In the example above, 172.31.1.1/32 has 5 equal cost routes indicated by * showing that they are Forwarding Information Base routes. Note this router is receiving these routes via two protocols, in this case the cluster has been configured with OSPF and BGP, BGP will take precedence therefore it provides the selected and FIB routes.

Depending on the router and its configuration, load balancing techniques will vary however they are all generally based upon a 4 tuple hash of sourceIP, sourcePort, destinationIP, destinationPort.

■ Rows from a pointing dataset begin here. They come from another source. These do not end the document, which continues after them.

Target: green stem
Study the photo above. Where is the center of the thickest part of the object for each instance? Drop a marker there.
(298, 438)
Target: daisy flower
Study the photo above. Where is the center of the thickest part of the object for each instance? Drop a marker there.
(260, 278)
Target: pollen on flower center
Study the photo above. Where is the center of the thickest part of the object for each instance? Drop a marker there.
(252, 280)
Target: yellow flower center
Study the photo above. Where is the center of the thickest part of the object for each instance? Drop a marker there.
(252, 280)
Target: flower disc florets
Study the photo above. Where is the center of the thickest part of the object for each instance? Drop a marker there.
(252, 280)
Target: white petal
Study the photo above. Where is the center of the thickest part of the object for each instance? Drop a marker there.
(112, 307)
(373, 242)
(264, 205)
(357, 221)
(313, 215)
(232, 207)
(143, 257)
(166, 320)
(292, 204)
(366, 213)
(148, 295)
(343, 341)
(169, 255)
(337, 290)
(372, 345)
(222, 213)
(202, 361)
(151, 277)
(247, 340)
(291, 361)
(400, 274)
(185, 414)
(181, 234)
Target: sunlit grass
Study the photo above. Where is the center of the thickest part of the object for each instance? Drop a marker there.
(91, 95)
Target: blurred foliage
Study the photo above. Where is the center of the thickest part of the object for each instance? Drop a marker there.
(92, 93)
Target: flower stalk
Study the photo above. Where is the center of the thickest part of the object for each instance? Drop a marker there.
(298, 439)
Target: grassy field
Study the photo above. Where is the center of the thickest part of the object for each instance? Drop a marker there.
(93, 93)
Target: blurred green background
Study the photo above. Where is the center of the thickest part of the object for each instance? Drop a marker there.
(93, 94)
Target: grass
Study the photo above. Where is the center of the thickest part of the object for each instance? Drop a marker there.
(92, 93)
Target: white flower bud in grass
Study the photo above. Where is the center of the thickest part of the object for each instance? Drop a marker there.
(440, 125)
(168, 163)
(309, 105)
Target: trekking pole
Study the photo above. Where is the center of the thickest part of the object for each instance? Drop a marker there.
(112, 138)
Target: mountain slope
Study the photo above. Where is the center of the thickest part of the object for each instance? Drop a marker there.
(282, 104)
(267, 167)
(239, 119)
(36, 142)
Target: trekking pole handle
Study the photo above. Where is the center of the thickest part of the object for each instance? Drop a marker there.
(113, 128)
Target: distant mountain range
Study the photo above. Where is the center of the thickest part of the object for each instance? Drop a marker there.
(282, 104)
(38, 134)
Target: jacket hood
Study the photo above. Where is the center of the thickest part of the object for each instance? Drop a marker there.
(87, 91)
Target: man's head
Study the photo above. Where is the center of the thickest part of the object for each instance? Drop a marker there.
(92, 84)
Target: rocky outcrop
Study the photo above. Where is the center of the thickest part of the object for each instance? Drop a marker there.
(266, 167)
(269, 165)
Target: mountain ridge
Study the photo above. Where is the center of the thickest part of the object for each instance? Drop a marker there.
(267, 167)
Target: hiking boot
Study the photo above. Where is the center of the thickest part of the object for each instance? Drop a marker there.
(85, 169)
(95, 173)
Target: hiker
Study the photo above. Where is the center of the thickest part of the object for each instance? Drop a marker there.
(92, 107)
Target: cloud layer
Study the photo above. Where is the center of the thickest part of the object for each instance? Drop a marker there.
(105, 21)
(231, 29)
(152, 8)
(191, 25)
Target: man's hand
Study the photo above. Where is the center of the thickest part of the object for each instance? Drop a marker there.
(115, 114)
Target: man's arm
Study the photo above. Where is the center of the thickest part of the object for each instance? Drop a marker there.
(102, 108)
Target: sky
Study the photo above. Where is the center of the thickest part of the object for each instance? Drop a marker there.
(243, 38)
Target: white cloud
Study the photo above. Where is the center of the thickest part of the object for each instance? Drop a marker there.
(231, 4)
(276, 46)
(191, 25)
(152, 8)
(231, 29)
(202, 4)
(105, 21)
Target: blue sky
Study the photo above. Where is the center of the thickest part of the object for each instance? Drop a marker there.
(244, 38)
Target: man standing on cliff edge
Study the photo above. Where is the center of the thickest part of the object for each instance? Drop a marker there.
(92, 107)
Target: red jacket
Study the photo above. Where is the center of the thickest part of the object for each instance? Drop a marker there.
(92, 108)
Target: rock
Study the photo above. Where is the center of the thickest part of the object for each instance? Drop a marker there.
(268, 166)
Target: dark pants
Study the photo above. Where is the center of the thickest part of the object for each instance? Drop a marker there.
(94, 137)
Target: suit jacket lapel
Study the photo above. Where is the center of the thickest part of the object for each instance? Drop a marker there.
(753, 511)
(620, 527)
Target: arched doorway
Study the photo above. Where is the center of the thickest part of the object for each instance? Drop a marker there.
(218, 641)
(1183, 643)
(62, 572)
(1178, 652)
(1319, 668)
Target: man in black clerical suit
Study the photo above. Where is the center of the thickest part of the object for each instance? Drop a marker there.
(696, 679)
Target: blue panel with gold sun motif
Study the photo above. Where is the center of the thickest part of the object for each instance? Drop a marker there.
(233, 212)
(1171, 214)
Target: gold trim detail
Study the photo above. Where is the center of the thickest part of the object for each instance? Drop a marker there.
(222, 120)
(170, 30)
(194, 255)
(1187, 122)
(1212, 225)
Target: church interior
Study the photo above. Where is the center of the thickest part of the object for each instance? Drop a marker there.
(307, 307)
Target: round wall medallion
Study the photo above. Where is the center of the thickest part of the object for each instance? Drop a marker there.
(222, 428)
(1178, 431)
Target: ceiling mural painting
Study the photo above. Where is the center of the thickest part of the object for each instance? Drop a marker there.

The router will also have a limit to the number of ECMP paths that can be used, in modern TOR switches, this can be set to a size larger than a /24 subnet, however in old routers, the count can be less than 10. This needs to be considered in the infrastructure design and PureLB combined with routing software can help create a design that avoids this limitation. Another important consideration can be how the router load balancer cache is populated and updated when paths are removed, again modern devices provide better behavior.